Multi-Objective Evolutionary Design of Adenosine Receptor Ligands

A novel multiobjective evolutionary algorithm (MOEA) for de novo design was developed and applied to the discovery of new adenosine receptor antagonists. This method consists of several iterative cycles of structure generation, evaluation, and selection. We applied an evolutionary algorithm (the so-called Molecule Commander) to generate candidate A(1) adenosine receptor antagonists, which were evaluated against multiple criteria and objectives consisting of high (predicted) affinity and selectivity for the receptor, together with good ADMET properties. A pharmacophore model for the human A(1) adenosine receptor (hA(1)AR) was created to serve as an objective function for evolution.
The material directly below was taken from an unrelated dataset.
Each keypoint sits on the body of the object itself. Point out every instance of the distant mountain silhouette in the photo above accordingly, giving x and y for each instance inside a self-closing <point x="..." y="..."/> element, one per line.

In addition, three support vector machine models based on molecular fingerprints were developed for the other adenosine receptor subtypes (hA(2A), hA(2B), and hA(3)) and applied as negative objective functions, to aim for selectivity. Structures with a higher evolutionary fitness with respect to ADMET and pharmacophore matching scores were selected as input for the next generation and thus developed toward overall fitter (better) compounds. We finally obtained a collection of 3946 unique compounds from which we derived chemical scaffolds. As a proof-of-principle, six of these templates were selected for actual synthesis and subsequently tested for activity toward all adenosine receptors subtypes. Interestingly, scaffolds 2 and 3 displayed low micromolar affinity for many of the adenosine receptor subtypes. To further investigate our evolutionary design method, we performed systematic modifications on scaffold 3. These modifications were guided by the substitution patterns as observed in the set of generated compounds that contained scaffold 3. We found that an increased affinity with appreciable selectivity for hA(1)AR over the other adenosine receptor subtypes was achieved through substitution of the scaffold; compound 3a had a K-i value of 280 nM with approximately 10-fold selectivity with respect to hA(2A)R, while 3g had a 1.6 mu M affinity for hA(1)AR with negligible affinity for the hA(2A), hA(2B), and hA(3) receptor subtypes.